We believe that patients and their health care providers both stand to benefit from the introduction of primary care teams.  Patients will enjoy continuity of health care, a kind of “one-stop” shopping for all their primary health care needs.  Doctors, nurses and other members of the team will be able to use the full range of skills for which they have been trained.

 

            The Committee also believes it is time to end the “command-and-control”, top-down approach to health care decision-making.  It is time to give regional health authorities more responsibility and authority for the full range of health care spending in their regions. 

 

            Finally, how will Canadians know if reform is working; if the system is more efficient; and if we are getting the medical care when we need it? 

 

            We believe that someone totally independent, outside of government should be given the responsibility of answering these questions for Canadians on an annual basis. It is the only way to ensure that the system is truly accountable and that the evaluation of the performance of the health care system is credible with Canadians. 

 

The Committee recommends that a Health Care Commissioner be appointed to monitor the progress of health care reform.  This individual must have a national, not federal, mandate and complete independence. Then governments will have to become more accountable for the money they spend on health care and the results they get for the money spent. Increasing accountability and transparency are essential if Canadians confidence in the health care system is to be restored.

 

           

KIRBY:

 

            Thank you, Sen. Keon. 

 

            I would like to conclude these opening remarks by saying that the Committee’s prescription for fixing Medicare opens a real window of opportunity for implementing the kind of reform that will ensure the sustainability of publicly funded health care in Canada over the long term.  As well, all of our recommendations can be implemented without any changes to the Canada Health Act.

 

            Now, I’m sure some of you are wondering “What if?—what if Canadians take a look at the Committee’s report and decide that they are not prepared to pay the additional $5 billion in federal revenue as we recommend – then what?”

 

            We regret to say that there will be very serious consequences.  What are they?:

           

           

o       public health insurance will not be extended to cover catastrophic drug costs, post-acute home care and palliative home care.

 

o       the savings from reforms to the hospital and doctor system will not be realized.

 

o       the needed investments in health care technology, human resources and research will not be made.

 

o       the Health Care Guarantee will not be put into place.  We will face longer waiting times and more crowded waiting rooms.
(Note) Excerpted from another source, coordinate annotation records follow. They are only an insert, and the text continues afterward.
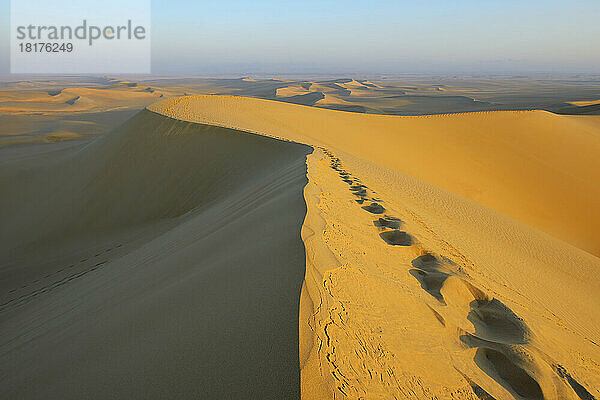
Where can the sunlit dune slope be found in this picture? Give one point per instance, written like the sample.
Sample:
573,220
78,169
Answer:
536,167
162,260
413,290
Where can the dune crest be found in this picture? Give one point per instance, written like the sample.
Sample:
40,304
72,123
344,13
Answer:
416,286
526,165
            Not  pleasant thoughts.

 

            In these circumstances, the Committee has concluded that it is highly likely that the courts will decide that, since governments will not ensure that patients get timely access to health care, then Canadians can no longer be denied  the right to purchase private health care insurance to pay for and receive services that ought to be provided in a timely manner by the publicly funded system. 

 

            In the face of such a court decision, it will be just a short time before a parallel private health care system emerges – a system that neither Canadians nor the Committee want. This is the inevitable consequence of failing to reform the system now. That is why I said at the beginning of my remarks, the time has come where Canadians must balance their desire for more and better health care services against their willingness to pay for them. The choice is theirs.

 

            Thank you.  We are ready to take questions.